新幹線ゼロ系のラストランを大阪から姫路まで乗車してきたことも
懐かしいことです。
新幹線の生まれたころ、日本の経済発展めざましく、
昭和の熱をリアル体験してきた私にも十分楽しめました。
会場には模型展示があって、車両が動く様子を
ちびっ子から熟練のおじさんまでの目を心を止めていました。
なんでも熱を持ったコレクターの収集品は目を見張るものばかり。
運転体験はすでに人気コーナーとなって列が伸びていました。
物販の熱の入りように立ちくらみ。
心強く振り切って、逃げ切ってきたのでした。笑!
高島屋幻想博物館 日本橋高島屋
超特急の後に、美術画廊フロアーに立ち寄ってみましたら、
丁度初日を迎えた「高島屋 幻想博物館」が始まったばかりでした。
俄然わくわくしました。
美術画廊X で展示されてきた作家作品が、新しくオープンした
美術館のようにレイアウトされ、
企画の幻想という怪しげなダウンライト色に染められ、
魅力ある空間となっていました。
会場にはお気に入り彫刻作家、大森暁生さんの姿も。
コンパクト図録があったので、すかさず求めました。
質の高い緊張感ある造形作品に惹かれました。
気になった作家さんたち(敬称略)
豊海健太、北川健次、青木美歌、小俣英彦、大森暁生、
フジイフランソワ、森淳一、川端健太郎。
古い博物館のかび臭い日の当たらない密室で
いったい何が起こっているのか、そんな現場拝見体験のようでした。
泥象 鈴木治の世界 東京ステーションギャラリー
チラシのたたずまいと色に誘われ行ってきました。
東京ステーションギャラリーの質感、壁の色、天井の高さ、
外光を取り込んだ展示室もあったり、
アトリエのような場面や、博物館のような閉塞感のある場面や、
様々な景色とともに、鈴木治氏の作り出す土の世界を初めて体感しました。
作品の年代を年譜代わりに展示して、会場出口には作陶現場の
ビデオ30分あまり、がずっと映されていました。
1960年代の圧倒的な造形も素晴らしいのですが、
会場階下の煉瓦の壁に並んだベンガラ色シリーズも心奪われました。
小さな手のひらサイズの作品群、「掌上泥象 百種」
「掌上泥象 三十八景」のかわいらしさも忘れられません。
土の質感の好きには、ため息ものでした。
そして、今回年間会員に入ることにしました。
特筆すべきはカードに自分の顔写真を添付することという条件が付いたことです。
さまざまな美術館メンバー制が生まれてきましたが、
ご本人認識を厳重にするようになってきたのだな、と感じ入ったところです。
それにしても、企画が魅力的なところなので、
これからも注目していきたい場所となりました。
能面と能装束 三井記念美術館
お能鑑賞がまだまだ足りない、お恥ずかしい身の上ではありますが、
能面を見るだけでも吸い込まれそうな魔界的存在で、とても惹かれる世界です。
どんな展示となっているのか、楽しみに行ってきました。
入ってすぐに息をのみました。
能面が透明なアクリル板にかけられて
ケースの裏に回ると面の内側がしっかりと見ることができるのでした。
入り口に向かって面がすらり。
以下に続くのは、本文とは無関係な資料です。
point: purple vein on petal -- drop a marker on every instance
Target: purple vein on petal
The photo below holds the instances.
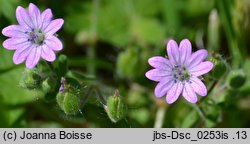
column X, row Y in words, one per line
column 189, row 94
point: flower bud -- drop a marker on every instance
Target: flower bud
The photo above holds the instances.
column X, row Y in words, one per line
column 68, row 102
column 116, row 108
column 220, row 67
column 49, row 84
column 31, row 79
column 236, row 78
column 61, row 65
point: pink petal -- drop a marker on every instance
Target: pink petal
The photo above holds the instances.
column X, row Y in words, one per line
column 33, row 57
column 173, row 52
column 201, row 69
column 14, row 31
column 160, row 63
column 46, row 18
column 157, row 74
column 185, row 49
column 196, row 58
column 48, row 54
column 198, row 86
column 54, row 43
column 163, row 86
column 54, row 26
column 189, row 94
column 174, row 92
column 23, row 18
column 35, row 15
column 15, row 43
column 21, row 54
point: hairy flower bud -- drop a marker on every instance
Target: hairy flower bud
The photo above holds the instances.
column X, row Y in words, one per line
column 31, row 79
column 48, row 84
column 236, row 78
column 68, row 102
column 116, row 108
column 68, row 97
column 220, row 67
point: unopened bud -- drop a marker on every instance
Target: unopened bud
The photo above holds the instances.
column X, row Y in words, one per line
column 116, row 108
column 68, row 97
column 68, row 102
column 31, row 79
column 220, row 67
column 48, row 84
column 236, row 78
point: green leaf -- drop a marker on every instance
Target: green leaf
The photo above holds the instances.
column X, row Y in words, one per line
column 6, row 61
column 10, row 90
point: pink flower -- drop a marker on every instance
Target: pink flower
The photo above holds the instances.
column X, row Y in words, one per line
column 34, row 36
column 179, row 74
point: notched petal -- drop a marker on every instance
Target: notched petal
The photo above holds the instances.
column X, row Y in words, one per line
column 201, row 69
column 173, row 52
column 160, row 63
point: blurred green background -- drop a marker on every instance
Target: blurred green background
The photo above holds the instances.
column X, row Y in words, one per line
column 110, row 41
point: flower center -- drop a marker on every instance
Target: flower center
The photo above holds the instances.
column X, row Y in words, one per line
column 36, row 37
column 180, row 73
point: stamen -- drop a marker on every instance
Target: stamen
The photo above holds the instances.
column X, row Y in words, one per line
column 180, row 73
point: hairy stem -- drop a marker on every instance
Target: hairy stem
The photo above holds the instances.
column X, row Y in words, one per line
column 159, row 120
壮観です。
面を掘った鑿の跡が目の前に現れて、作った人の息づかいまでが
聞こえてきそうです。
三井記念の開館時だったか、孫次郎の面の瞳は四角だということを学んで以来、
面の瞳を確認することが楽しみとなりました。
しかし、女性の情念が恨みと成り高じて般若となっていくとは
本当に恐ろしいものですが、純粋の極みでもあるわけで、
思い知らされただろう、殿方の救いの面なのかもしれません。
展示は能装束にもおよび、ありえない織物に仰天するのでした。
会期は9月21日まで。
ボストン美術館 華麗なるジャポニスム展 世田谷美術館
この展覧を去年から心待ちにしていました。
砧公園近くにお住まいの旧知の方とご一緒してきました。
印象派の巨匠達が日本の浮世絵コレクターであったり、
アールヌーボー工芸が日本の絵画からヒントを得てきたり、
吸収し、まばゆい光を放ってジャポニスムの作品群となって
アメリカ、ボストン美術館に集められてきたことは
もはや、奇跡としか云いようがないと既に心が高まっていくのでした。
フェノロサの来日で、彼に岡倉天心が日本人を代表して日本の美を伝えていったという
二人の巡り合わせの奇跡も含めて、ボストン美術館の存在自体が
日本の美術館のように思えてなりません。
高鳴る気持ちを抱いて展示室に入りますと、
紹介作品の横には日本の影響されただろう、本歌的(元ネタ的)作品が
横に紹介されています。
そんな展示のされ方に、とても心が動かされました。
こんなに日本の美術が海外で影響を与えてきたのかと、
誇らしく、嬉しく、まぶしく、感動するものでした。
油彩画は勿論、七宝、漆芸から、浮世絵、テーブルウェアなどなど、
日本の美学があちこちで開花しているさまは
本当に輝かしく喜びの声があふれてくるのでした。
今回モネの「ラ・ジャポネーズ」の保存修復が終わっての
世界初公開という展覧会の目玉となりましたが、
思いの外大きな作品で、見上げて驚きました。
ご一緒した方が以前ボストンで見ているそうで、
あの鮮やかな赤の打ち掛けは、もう少し紫がかっていたという印象をお持ちでした。
世田谷美術館の2階はいつもは小企画と常設展を開催していますが、
今回は2階も使いきってボストンからのコレクション展です。
当時、どれだけ日本の美術に憧れを持って画家達が、工芸作家達が
今までにないものにチャレンジしてきたか、
丁寧な展示と解説、ビデオも設置してあり、堪能できる展覧会でした。
図録も詳細な分析が掲載されていて、影響がどういった所に
見えているのかがよくわかるようになっています。
モネが、いかに日本を愛していたか。
9月15日まで。是非ともお勧めしたい展覧会です。
巡回先は 京都市美術館 9月30日~11月30日
名古屋ボストン美術館 来年1月2日~5月10日
他、文芸同人誌のお手伝い、企業の華道部コーチ、友人店での花教室コーチ、
術後14年目の検診、などなど。
この暑い夏に活発な鑑賞に向かう気合いがなかなか入りませんが、
秋に向けて、しっかり体力温存してあちこち動き回りに出かけたいものと
思っています。みなさまも夏バテにご注意下さい。
いつも拙ブログを読んで下さってありがとうございます。鉄斎美術館が近くにあるとは素敵な所にお住まいですね。あの老練孤高な弾けてる様に惹かれます。もう少し落ち着いて丁寧な記事にしたいとは思いつつ、気合いの劣化甚だしく、読みにくい文章逃げ切りで、反省していますが、おつきあい感謝します。